The application to the Tribunal attracts a fixed fee of £100 and a hearing fee of £200 on receiving notice of a hearing date.
You or the freeholder can appeal to the Lands Tribunal to challenge the ruling by leave of the LVT or the Lands Tribunal. The LVT’s decision becomes final after any appeals are heard or when the period during which an appeal can be made is expired.
Contractor and Contract Notices
Management of any block normally involves employing outside contractors to perform various services, such as electricians, plumbers, roofers etc.
The freeholder is statutorily obliged to serve Section 92 Contractor and Contract Notices if they agree to the right to manage claim and they should do this ‘as soon as possible’ or at latest by the determination date stated in the Claim Notice, or, should the case be disputed, by the determination date set by the LVT, or ‘as soon as is reasonably practicable after’.
The right to manage company then serves the Section 93 Duty to Provide Information Notice. The freeholder must respond within 28 days of the notice, subject to the proviso that he is not obliged to do so until after the acquisition date.
The acquisition date will be:
- where the freeholder served a counter-notice agreeing the claim, or did not serve a counter-notice, the date set in the Notice of Claim;
- where a disputed claim is confirmed by the First-tier Tribunal (Property Chamber), three months after the final date of the Tribunal determination;
- where a freeholder disputes the claim but subsequently agrees, three months after the date of the landlord’s agreement.

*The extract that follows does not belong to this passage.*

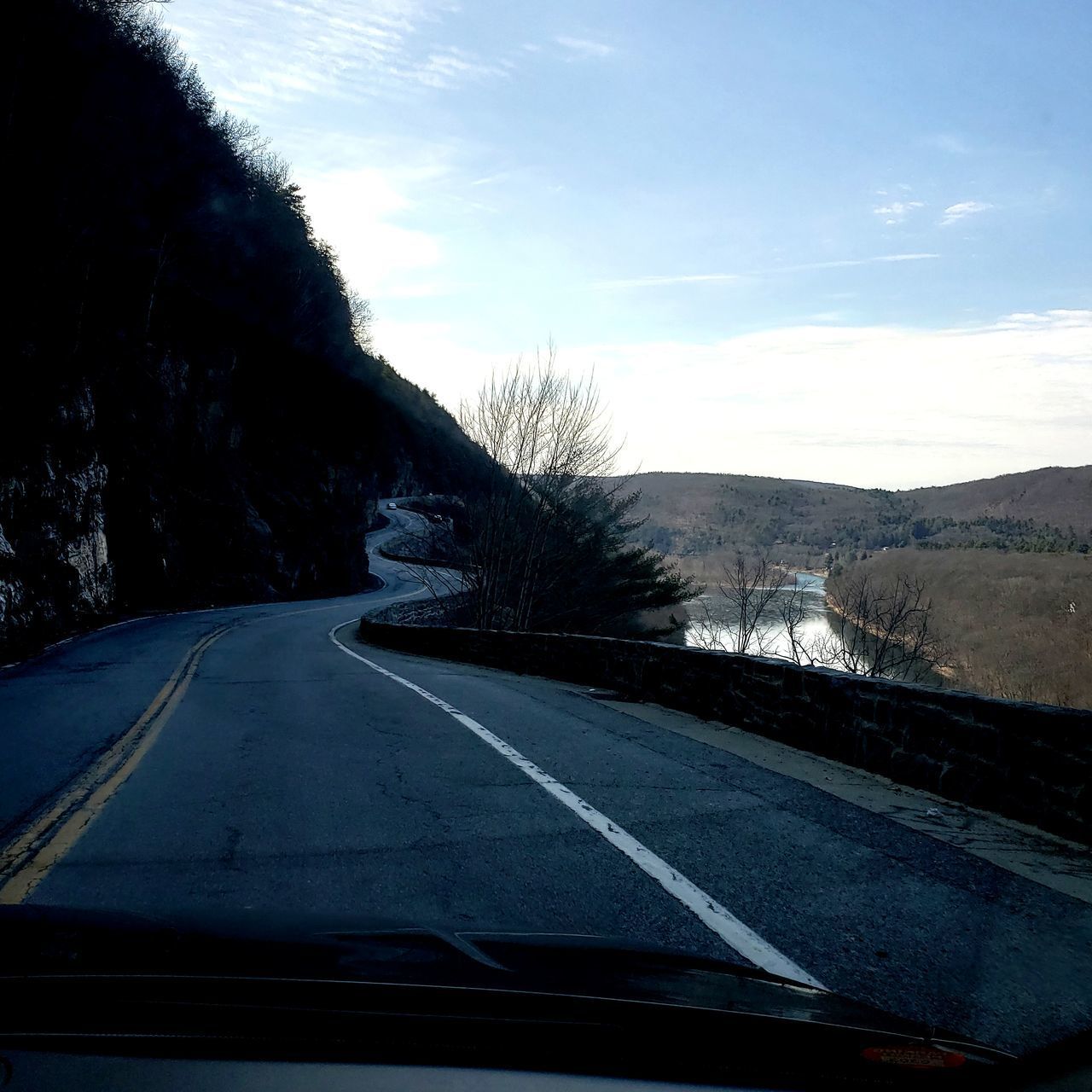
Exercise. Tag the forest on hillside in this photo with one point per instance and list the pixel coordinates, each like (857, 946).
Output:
(1017, 624)
(702, 520)
(189, 412)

A Contractor Notice has to be served on all contractors appointed by the freeholder and essentially tell them that the right to manage company is taking over the management of contractors. They must state the name and registered address of the company, the acquisition date and that if the contractor involved, with reference to the relevant contract, wishes to carry on providing services, they should get in touch with the right to manage team.
A Contract Notice has to be served on the right to manage company and must include the particulars of each contract and a statement advising the company to contact those contractors it intends to retain when it takes over the block’s management.
NB The freeholder does not have to provide copies of any contracts but must inform the company of their existence.
The freeholder can take up membership of the company and the company has to allocate votes to the freeholder according to their holding in the building.
The freeholder must transfer all uncommitted service charges on the acquisition date or 'as soon after that date as is reasonably practicable'.
Get a Survey before you take over
It's worth
getting a survey before the right to manage takes effect so you can start the statutory consultation procedure for major works that need to be undertaken urgently.